The memories continued to come, and with increasing intensity. The office soon reached its typical state of chaos when their books refused to reveal answers; and as only Wesley understood the method to the clutter of piles and notes, no one dared to touch them. Instead, Wesley acted as a librarian of sorts, taking the books that the rest were finished with and distributing new ones.

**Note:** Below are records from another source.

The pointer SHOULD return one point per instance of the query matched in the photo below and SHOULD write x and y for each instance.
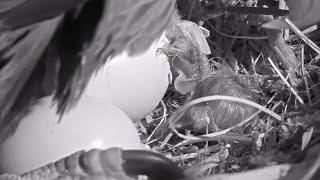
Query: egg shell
(134, 84)
(40, 139)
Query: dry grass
(290, 92)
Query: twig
(286, 82)
(178, 114)
(295, 29)
(164, 117)
(304, 75)
(237, 37)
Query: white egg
(40, 139)
(134, 84)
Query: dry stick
(211, 136)
(295, 29)
(164, 117)
(304, 75)
(286, 82)
(215, 137)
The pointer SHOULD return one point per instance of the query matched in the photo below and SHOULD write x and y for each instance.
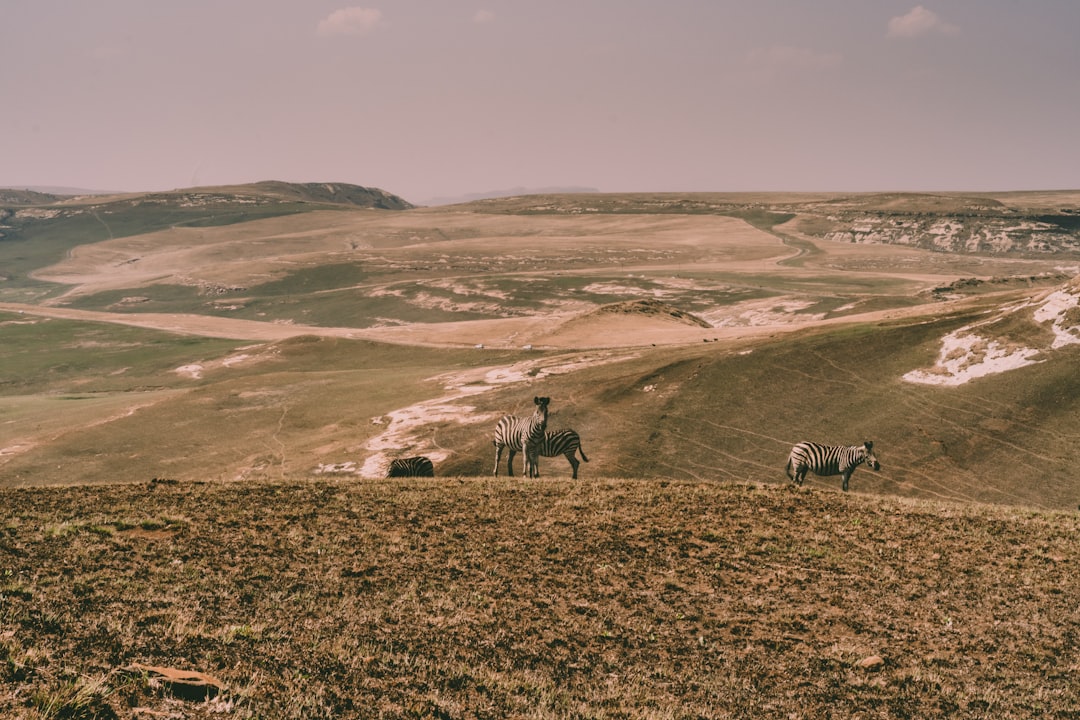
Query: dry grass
(467, 598)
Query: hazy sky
(428, 98)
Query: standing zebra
(522, 435)
(563, 443)
(826, 460)
(418, 466)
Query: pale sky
(429, 98)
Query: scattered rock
(185, 684)
(872, 663)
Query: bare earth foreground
(475, 598)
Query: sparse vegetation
(186, 498)
(469, 598)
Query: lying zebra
(826, 460)
(563, 443)
(522, 435)
(418, 466)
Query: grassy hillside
(717, 412)
(471, 598)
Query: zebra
(418, 466)
(563, 443)
(826, 460)
(522, 435)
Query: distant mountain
(505, 193)
(49, 191)
(320, 192)
(273, 191)
(14, 197)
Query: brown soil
(466, 598)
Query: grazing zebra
(418, 466)
(522, 435)
(563, 443)
(826, 460)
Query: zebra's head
(871, 458)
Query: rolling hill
(682, 342)
(201, 390)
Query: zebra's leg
(574, 463)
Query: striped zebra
(418, 466)
(563, 443)
(522, 435)
(825, 460)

Angel still did not appear much, especially since he had become prone to engaging in past memories unexpectedly. Whoever was around during such moments would usually bring him out of it with a touch or saying his name loudly, but the fact the he lost control at all and was acting out his past self—his very private past self —gave Angel little incentive to be with the others at all. And so Angel would appear only to refresh his stack of books to flip through or inquire to Wesley about something he found. Even such short appearances were not safe, however. One time Angel came down to ask Wesley about a possibly hopeful she-demon that he found in one of the books. Noticing Cordelia, Gunn, and Fred all in the office with Wesley, he hesitated, wondering if he was about to be goaded by something one of them found lying around, like a corset. He wasn’t sure he could appropriately handle the immaturity of it all right then; but he went up to the open door anyway in time to catch the end of a short but fervent rant from Wesley.

“..and it’s not ghosts, phantoms, spirits of any kind, demons, or The First. One would _think_ that would rule out quite a number of options,” Wesley sighed and collapsed into his chair in frustration, “but of course it doesn’t, because it could be any one of _thousands_ of curses, hexes, or spells…” He wiped his glasses.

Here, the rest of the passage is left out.